A prime example for me is the Headless/Bornless Rite. The Betz translation supplanted Crowley for a lot of people (myself included) when it first became available. Betz appears to simply transliterate what’s there. But there’s a missing piece in this sort of study: the Greek-speakers who wrote the rite were garbling their Egyptian, somewhat like the Japanese version of the Kuji mantras which hardly resembles the original Sanskrit, the Greeks misspelled and mispronounced everything and what letters remained were worn off further by the sands of time. They were attempting to translate a pictorial language into a phonetic script during a time when oral traditions reigned supreme for mystics of all types.

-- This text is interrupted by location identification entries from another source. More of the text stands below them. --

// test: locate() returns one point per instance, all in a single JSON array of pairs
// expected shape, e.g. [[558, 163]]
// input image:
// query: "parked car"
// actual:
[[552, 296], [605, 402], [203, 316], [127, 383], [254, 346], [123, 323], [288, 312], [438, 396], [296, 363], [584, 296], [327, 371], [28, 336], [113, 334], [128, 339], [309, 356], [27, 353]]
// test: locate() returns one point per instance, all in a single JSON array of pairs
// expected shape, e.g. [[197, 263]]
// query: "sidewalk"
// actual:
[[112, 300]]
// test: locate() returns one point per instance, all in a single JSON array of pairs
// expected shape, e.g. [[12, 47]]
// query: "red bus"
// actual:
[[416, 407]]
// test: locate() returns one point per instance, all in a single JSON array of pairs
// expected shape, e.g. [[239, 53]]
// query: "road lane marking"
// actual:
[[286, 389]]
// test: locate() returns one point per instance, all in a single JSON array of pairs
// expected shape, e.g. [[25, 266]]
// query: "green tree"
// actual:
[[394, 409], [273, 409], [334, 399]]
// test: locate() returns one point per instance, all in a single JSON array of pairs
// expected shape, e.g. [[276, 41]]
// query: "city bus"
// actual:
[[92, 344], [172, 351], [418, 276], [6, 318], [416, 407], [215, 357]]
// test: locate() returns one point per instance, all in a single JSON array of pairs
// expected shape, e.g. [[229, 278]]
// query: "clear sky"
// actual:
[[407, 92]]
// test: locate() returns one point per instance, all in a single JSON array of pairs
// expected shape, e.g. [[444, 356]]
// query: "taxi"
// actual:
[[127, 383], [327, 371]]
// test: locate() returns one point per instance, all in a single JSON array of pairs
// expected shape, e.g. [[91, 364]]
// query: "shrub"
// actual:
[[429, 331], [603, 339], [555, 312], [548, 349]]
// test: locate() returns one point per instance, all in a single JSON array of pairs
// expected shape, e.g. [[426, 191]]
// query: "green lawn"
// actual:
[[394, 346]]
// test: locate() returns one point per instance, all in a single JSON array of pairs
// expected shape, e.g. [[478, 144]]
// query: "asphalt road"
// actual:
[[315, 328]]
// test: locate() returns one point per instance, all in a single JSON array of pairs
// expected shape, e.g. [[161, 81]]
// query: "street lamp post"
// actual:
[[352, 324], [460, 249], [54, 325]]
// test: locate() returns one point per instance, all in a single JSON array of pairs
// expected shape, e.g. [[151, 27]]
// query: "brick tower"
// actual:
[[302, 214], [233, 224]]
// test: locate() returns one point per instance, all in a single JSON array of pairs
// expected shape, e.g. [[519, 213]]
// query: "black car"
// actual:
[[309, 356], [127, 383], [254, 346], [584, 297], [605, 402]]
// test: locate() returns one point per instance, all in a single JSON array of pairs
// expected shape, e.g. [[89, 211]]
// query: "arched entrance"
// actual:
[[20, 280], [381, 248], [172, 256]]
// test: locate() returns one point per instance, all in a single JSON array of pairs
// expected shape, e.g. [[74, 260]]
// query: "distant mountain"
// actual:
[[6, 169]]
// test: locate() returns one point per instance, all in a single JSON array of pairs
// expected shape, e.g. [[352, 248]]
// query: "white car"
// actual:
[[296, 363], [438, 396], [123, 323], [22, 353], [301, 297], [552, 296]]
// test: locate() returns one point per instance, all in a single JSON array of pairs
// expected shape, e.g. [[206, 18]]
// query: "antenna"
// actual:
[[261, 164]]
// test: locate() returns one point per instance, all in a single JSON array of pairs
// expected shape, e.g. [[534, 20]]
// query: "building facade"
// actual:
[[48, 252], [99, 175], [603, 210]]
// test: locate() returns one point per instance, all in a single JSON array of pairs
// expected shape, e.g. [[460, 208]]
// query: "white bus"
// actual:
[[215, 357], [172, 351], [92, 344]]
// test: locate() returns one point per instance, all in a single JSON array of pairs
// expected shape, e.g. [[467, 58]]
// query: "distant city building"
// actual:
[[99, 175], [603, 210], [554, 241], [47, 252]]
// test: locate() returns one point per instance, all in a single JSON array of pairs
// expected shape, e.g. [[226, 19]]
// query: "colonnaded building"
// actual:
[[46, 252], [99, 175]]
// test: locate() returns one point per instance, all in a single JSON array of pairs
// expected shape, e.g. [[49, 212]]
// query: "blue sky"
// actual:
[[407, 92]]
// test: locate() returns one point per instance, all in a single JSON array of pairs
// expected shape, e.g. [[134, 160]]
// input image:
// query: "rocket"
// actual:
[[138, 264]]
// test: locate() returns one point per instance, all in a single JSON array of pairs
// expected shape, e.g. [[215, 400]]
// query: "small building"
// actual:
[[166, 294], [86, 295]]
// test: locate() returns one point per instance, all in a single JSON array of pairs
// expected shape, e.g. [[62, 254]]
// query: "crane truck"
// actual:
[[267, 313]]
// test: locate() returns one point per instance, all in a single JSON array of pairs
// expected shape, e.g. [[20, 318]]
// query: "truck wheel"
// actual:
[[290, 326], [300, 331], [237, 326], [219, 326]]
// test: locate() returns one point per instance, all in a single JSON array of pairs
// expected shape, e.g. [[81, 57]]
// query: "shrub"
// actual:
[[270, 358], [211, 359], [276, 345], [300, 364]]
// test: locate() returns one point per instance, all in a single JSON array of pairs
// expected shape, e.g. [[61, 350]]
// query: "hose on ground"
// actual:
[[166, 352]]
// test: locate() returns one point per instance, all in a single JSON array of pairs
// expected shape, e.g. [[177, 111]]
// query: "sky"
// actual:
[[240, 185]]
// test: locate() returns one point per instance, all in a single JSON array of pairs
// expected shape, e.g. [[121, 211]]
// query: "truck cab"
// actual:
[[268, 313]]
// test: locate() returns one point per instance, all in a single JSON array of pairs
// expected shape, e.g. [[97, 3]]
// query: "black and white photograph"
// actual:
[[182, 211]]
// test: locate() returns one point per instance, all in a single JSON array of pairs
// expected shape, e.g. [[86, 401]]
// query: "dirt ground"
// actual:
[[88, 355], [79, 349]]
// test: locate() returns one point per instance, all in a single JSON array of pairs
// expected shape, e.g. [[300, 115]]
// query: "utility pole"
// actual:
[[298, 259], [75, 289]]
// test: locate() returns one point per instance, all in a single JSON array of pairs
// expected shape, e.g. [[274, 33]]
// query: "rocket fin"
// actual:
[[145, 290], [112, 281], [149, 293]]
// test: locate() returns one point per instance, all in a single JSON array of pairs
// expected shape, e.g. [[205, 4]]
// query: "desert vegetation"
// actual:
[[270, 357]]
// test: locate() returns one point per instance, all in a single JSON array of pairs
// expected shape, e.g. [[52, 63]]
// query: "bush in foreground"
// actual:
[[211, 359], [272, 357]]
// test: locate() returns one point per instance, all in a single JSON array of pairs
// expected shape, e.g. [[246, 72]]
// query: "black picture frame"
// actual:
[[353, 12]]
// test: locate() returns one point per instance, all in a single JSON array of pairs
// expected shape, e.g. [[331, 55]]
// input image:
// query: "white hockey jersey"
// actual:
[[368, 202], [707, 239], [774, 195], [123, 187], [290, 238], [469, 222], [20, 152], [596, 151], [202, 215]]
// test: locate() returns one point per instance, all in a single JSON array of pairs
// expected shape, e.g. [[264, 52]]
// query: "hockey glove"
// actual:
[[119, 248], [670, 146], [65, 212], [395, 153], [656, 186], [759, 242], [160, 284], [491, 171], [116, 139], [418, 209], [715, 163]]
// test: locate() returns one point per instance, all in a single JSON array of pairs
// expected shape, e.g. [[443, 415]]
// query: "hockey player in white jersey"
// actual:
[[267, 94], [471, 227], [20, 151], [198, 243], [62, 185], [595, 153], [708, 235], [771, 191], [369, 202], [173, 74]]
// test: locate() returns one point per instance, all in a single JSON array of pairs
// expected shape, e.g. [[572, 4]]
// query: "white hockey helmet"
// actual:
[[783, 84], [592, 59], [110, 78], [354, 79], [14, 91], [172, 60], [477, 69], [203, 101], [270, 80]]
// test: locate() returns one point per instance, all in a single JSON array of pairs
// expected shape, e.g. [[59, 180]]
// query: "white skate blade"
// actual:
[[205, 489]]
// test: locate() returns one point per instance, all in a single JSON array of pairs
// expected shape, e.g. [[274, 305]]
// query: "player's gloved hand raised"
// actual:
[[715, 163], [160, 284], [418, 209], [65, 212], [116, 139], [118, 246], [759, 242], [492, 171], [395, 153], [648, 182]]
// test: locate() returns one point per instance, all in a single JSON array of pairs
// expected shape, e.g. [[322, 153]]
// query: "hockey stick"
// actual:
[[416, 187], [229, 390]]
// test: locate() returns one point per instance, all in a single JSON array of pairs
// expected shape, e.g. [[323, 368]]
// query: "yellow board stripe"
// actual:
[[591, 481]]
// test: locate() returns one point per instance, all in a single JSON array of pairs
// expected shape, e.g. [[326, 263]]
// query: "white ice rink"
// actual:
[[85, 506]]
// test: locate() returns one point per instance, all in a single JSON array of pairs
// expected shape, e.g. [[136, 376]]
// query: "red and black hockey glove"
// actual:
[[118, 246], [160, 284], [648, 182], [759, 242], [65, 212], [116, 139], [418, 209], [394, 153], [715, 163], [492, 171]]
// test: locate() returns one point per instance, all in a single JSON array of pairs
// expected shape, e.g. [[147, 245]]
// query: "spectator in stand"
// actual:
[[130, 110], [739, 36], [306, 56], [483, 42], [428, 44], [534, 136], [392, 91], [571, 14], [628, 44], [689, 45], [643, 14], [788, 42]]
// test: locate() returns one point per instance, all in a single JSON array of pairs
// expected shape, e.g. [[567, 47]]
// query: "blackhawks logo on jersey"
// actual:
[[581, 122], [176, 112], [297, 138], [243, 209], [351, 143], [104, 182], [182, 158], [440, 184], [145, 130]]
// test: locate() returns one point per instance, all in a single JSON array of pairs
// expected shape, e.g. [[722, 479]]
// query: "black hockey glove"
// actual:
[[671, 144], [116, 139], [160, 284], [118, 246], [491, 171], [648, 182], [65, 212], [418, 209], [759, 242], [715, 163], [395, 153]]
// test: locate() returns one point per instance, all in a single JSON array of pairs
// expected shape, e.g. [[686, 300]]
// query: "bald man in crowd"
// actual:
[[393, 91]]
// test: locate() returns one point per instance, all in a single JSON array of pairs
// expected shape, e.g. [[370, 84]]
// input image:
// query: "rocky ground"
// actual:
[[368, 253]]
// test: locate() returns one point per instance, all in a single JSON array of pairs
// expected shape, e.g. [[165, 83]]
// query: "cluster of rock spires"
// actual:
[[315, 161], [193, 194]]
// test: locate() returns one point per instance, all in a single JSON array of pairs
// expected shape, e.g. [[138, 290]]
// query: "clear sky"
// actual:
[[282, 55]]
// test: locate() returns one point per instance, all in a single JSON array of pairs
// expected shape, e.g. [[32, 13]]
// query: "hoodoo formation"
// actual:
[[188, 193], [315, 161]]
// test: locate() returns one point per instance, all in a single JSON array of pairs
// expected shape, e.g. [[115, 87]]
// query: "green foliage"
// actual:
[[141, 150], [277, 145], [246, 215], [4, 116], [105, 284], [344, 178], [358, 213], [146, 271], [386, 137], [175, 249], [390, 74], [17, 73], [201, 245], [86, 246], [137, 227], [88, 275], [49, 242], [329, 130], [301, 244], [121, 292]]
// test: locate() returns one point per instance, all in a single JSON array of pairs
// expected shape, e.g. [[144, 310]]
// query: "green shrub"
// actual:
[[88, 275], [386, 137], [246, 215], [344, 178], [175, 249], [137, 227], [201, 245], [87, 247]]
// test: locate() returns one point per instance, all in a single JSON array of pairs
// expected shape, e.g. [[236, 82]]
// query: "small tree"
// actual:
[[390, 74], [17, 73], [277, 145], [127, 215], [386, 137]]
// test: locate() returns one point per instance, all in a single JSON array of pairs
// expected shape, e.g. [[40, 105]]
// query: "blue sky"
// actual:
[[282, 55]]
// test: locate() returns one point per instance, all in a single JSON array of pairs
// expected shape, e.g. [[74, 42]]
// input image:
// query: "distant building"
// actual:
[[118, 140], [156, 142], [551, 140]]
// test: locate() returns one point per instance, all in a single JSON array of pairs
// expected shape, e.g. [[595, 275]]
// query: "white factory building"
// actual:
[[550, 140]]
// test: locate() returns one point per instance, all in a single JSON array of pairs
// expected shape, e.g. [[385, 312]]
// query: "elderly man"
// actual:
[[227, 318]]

Crowley was an Egyptologist living in Egypt during a time when everyone was obsessed with Egypt. He knew enough Egyptian to figure out the context of parts of the rite and start to piece back some of the likely original text. And a lot of scholars now agree on his version of Ossoronophris, Asar-Un-Nefer, being correct. Betz himself makes such logical jumps, such as when the text reads, “Paphro” and Betz says they must have meant “Pharoah”. Crowley crossed out “Paphro” in his copy too.

Please note that I would dismiss Liber Samekh itself as nothing more than his usual psychosis, alongside all of his Left Hand style double-speak (I know that he said he was trying to balance the opposites, I see it as psychologically unstable for 90% of us or more regardless). However, if you want to ensure the barbarous words are true to their intended meaning, Crowley’s preliminary version (which Regardie himself used operatively) is worth comparing against Betz and determining the why of. I myself have done very little editing to Crowley’s reworking, placing Crowley, Betz, and the original Greek side by side.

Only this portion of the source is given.